First, we know God through His creation and through our own creative acts. When we make something, whether it be a piece of furniture or a special meal, we are in touch with God as we shape something into a different form. The intense fulfillment of childbirth is another example of creative time. When we are creative, we feel whole and fulfilled. God is creating through us, and we have a sense of being an instrument for the Divine. We call this way of experiencing God “Father”.
Secondly, we know God in the sense expressed in 1 John 4:16 “God is love, and He who abides in love abides in God, and God abides in him.” God is as close to us as the healing love that is shared among His people. It was Jesus who proclaimed this reality by the power of love He showed in His life, death, and resurrection. Using the metaphors of
biblical language, we could say that we “meet Christ” in the acts of love and healing. We know God through the “flesh and blood” of His presence in our lives and through the power of love that leads us into deeper life. We call this way of experiencing and knowing God “Son”, since Jesus is called the Son of God.
Finally, we feel the spirit and are “turned on” to God’s power. We know God through the inspiration that comes to us. Our secular use of the word “spirit” describes very well the experiences of God we feel through spiritedness and inspiration. When I say that certain words “came to me” in a moment of crisis, I feel I am describing the experience of receiving inspiration. As Christians we simply add the word “Holy” to the everyday word “Spirit” to define the spirited way of knowing God in our lives. Thus we can say that we know God as Father, Son, and Holy Spirit.
The dogma of the Trinity has not always been clearly defined.
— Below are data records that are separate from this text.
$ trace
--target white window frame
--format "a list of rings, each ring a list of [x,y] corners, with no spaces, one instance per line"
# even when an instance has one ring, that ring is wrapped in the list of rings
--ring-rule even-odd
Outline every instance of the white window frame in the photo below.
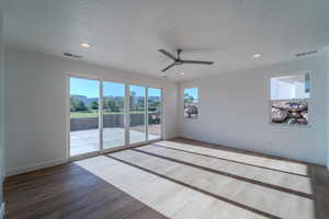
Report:
[[[89,153],[83,153],[83,154],[78,154],[78,155],[70,155],[70,111],[69,111],[69,106],[70,106],[70,78],[78,78],[78,79],[87,79],[87,80],[97,80],[100,82],[100,108],[103,106],[103,82],[115,82],[115,83],[122,83],[125,85],[125,116],[124,116],[124,123],[125,123],[125,146],[123,147],[115,147],[113,149],[103,149],[103,107],[99,111],[99,138],[100,138],[100,150],[99,151],[93,151],[93,152],[89,152]],[[140,145],[146,145],[146,143],[151,143],[151,142],[157,142],[163,139],[163,126],[164,126],[164,116],[163,116],[163,88],[158,88],[158,87],[148,87],[145,84],[139,84],[139,83],[129,83],[129,82],[124,82],[124,81],[115,81],[115,80],[111,80],[107,78],[100,78],[100,77],[93,77],[93,76],[88,76],[88,74],[81,74],[81,73],[75,73],[75,72],[67,72],[66,77],[65,77],[65,95],[66,95],[66,104],[65,104],[65,112],[66,112],[66,158],[69,161],[75,161],[75,160],[80,160],[83,158],[90,158],[90,157],[95,157],[95,155],[100,155],[100,154],[104,154],[104,153],[109,153],[109,152],[114,152],[114,151],[118,151],[118,150],[123,150],[123,149],[129,149],[133,147],[137,147]],[[158,139],[152,139],[152,140],[148,140],[148,136],[147,136],[147,130],[146,130],[146,140],[141,141],[141,142],[136,142],[136,143],[129,143],[129,85],[139,85],[139,87],[145,87],[145,92],[148,92],[149,88],[154,88],[154,89],[160,89],[161,90],[161,113],[160,113],[160,122],[161,122],[161,128],[160,128],[160,137]],[[146,95],[146,102],[148,102],[147,100],[147,95]],[[148,103],[146,103],[147,106]],[[146,114],[148,113],[148,108],[146,110]],[[148,124],[146,124],[146,129],[148,128]]]

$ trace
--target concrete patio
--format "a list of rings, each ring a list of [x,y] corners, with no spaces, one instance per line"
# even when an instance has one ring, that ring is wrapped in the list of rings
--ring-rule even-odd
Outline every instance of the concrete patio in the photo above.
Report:
[[[124,128],[103,128],[103,147],[111,149],[125,145],[125,129]],[[146,140],[143,126],[132,127],[129,130],[131,143],[143,142]],[[149,126],[148,140],[159,139],[160,125]],[[70,131],[70,155],[79,155],[98,151],[99,143],[99,129]]]

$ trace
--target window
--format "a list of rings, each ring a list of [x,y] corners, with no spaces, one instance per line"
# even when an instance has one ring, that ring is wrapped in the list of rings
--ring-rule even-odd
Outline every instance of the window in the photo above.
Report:
[[[184,117],[197,118],[197,102],[198,102],[198,89],[189,88],[184,90]]]
[[[160,140],[162,89],[68,77],[70,157]]]
[[[309,97],[309,72],[271,78],[271,123],[308,125]]]

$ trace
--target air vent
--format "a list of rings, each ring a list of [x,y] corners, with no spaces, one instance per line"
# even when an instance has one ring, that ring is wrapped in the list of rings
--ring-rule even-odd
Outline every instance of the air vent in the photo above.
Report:
[[[295,54],[295,56],[296,57],[302,57],[302,56],[308,56],[308,55],[316,54],[316,53],[318,53],[318,50],[311,50],[311,51]]]
[[[82,56],[73,55],[73,54],[69,54],[69,53],[63,53],[63,55],[66,57],[70,57],[70,58],[82,58]]]

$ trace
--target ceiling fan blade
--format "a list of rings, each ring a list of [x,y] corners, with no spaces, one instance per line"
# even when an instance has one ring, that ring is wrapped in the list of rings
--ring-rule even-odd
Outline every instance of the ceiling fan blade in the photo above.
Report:
[[[168,66],[167,68],[162,69],[162,72],[163,71],[167,71],[168,69],[170,69],[171,67],[173,67],[175,64],[171,64],[170,66]]]
[[[183,64],[201,64],[201,65],[213,65],[214,61],[197,61],[197,60],[182,60]]]
[[[160,51],[160,53],[163,54],[164,56],[168,56],[169,58],[175,60],[175,57],[172,56],[171,54],[169,54],[168,51],[166,51],[163,48],[159,49],[158,51]]]

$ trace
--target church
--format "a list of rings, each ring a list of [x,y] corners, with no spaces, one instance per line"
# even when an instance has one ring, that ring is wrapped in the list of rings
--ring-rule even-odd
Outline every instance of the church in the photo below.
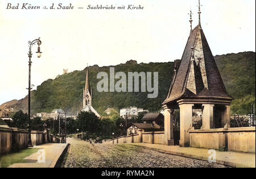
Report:
[[[82,109],[84,112],[92,112],[96,115],[97,117],[100,118],[100,115],[95,110],[92,105],[92,91],[90,86],[90,82],[89,81],[89,70],[87,66],[86,78],[85,80],[85,87],[82,91]]]

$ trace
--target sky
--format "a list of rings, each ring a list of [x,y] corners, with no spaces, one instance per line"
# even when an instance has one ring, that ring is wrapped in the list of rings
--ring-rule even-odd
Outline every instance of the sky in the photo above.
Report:
[[[19,9],[6,9],[7,3]],[[40,10],[20,9],[23,3]],[[54,10],[43,9],[55,3]],[[72,3],[73,9],[58,10]],[[86,64],[100,66],[164,62],[181,58],[198,24],[197,0],[0,0],[0,104],[27,94],[28,41],[41,38],[34,56],[31,84],[36,86]],[[255,51],[254,0],[201,0],[201,24],[213,55]],[[88,6],[133,5],[143,10],[88,10]],[[83,8],[79,8],[83,7]]]

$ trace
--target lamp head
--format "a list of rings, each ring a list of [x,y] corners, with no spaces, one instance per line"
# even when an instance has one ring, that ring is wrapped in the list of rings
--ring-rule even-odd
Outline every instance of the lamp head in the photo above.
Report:
[[[41,57],[42,52],[40,51],[40,46],[39,46],[39,45],[38,45],[38,52],[36,52],[36,53],[38,54],[38,58]]]

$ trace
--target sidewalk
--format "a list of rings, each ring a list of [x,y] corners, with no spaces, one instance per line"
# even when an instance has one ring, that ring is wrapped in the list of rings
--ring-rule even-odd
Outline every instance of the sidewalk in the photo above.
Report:
[[[24,158],[26,161],[24,163],[14,164],[9,168],[54,168],[59,159],[64,154],[68,145],[68,144],[47,143],[34,146],[33,148],[38,148],[40,152],[34,153]],[[43,160],[43,156],[45,156],[45,163],[39,163],[38,158],[39,155],[43,156],[40,157],[40,160]]]
[[[197,148],[183,148],[179,146],[168,146],[148,143],[131,143],[150,148],[160,152],[179,155],[189,158],[208,161],[209,150]],[[236,168],[255,168],[255,155],[253,154],[243,154],[233,152],[216,151],[216,163]]]

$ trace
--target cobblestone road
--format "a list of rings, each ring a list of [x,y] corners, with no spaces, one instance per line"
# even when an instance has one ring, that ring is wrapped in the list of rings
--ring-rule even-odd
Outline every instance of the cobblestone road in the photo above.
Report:
[[[61,167],[226,167],[130,144],[89,144],[71,138],[68,142],[71,146],[68,153],[64,157]]]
In fact, the word “trinity” does not appear in Holy Scripture (neither does the word “pope”, “purgatory”, or “catholic” for that matter – as our fundamentalist brothers and sisters will be quick to point out). It is not even clear how the doctrine was understood in the time of the apostles. The oldest doctrinal formulation of the Church’s belief in the Trinity is in the Apostle’s Creed, which, in the form of the ancient Roman baptismal symbol, served as the basis of catechumenical instruction and as a baptismal confession of faith since the second century.
In the early Church, Christians began to ponder the mystery of God’s unity and the Trinity and attempted to explain more precisely the relationships among the persons of the Trinity. These efforts led to many errors in the early years, and most of those who tried to describe the relationships ended in heresy. Even the great theologians Tertullian and
Origin stumbled into error in their attempts to explain the relationship between the Father and the Son. Arius, around the year A.D. 300, concluded that the Word (logos) of God was created by the Father to be the instrument of all other creation. The Word, or God the Son, was a perfect creature to Arius, but a creature nonetheless. Were this account true, then only the Father would be truly God, and the Son and Holy Spirit would then be divine only through adoption by the Father. In such a case, the Most Holy and Undivided Trinity would become merely a descending hierarchy with the Father extending His grace to the Son and the Holy Spirit, rather than a communion of co-equal and co-eternal persons, who together are the one, true God. Arianism finally died out almost 500 years later at the end of the 7th century. Arianism has been revived in the modern world by the Jehovah’s Witnesses who
deny that Jesus is God.
The creed which we call the Nicene Creed originated at the Council of Nicea in AD 325. It was probably introduced into the western liturgy by the regional Council of Toledo in A.D. 589. That text however, was a Latin translation of the Greek original and came to include a small addition which resulted in major theological disputes, namely that the Holy Spirit “proceeds” from the Father and the Son, rather than only from the Father. This matter continues to divide Catholic and Protestant Christians from Eastern Orthodox Christians.